Sofia District

Sofia District

 

an administrative and territorial unit in western Bulgaria. Area, 7,400 sq km. Population, 326,000 (1974). The administrative center is the city of Sofia, which administratively is not part of the district. The northern part of the district is occupied by part of the Stara Planina (Balkan Mountains), the south by the Rila Mountains, and the east by the Sredna Gora. The bulk of the population is concentrated in intermontane basins, of which the Sofia Basin is the largest. There are deposits of coal (mainly brown coal), complex ores, and copper ores.

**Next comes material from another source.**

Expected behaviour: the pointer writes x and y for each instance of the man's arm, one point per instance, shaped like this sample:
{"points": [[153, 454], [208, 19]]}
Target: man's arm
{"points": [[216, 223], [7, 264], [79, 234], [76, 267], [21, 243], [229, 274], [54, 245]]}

Sofia District has an industrial and agrarian economy; the ratio of the gross industrial output to the gross agricultural output was 43:57 in 1959 and 81:19 in 1973. The main branches of industry are nonferrous metallurgy (for example, a copper combine near Zlatitsa), the coal and chemical industries (concentrated in Kostinbrod and Kostenets), the forestry and textile industries (concentrated in Samokov and other cities), and the food-processing industry (concentrated in Svoge). Machine building is developing rapidly, including electrical engineering (especially in Botevgrad, Godech, and Slivnitsa). There is a cast iron plant in the city of Ikhtiman. Livestock raising accounts for more than one-half of the agricultural output, and meadows cover approximately one-fourth of the agricultural area. Sofia District has more cattle and produces more flax than any other district in Bulgaria. A tourist center, the district has several mountain health resorts, for example, in Borovets.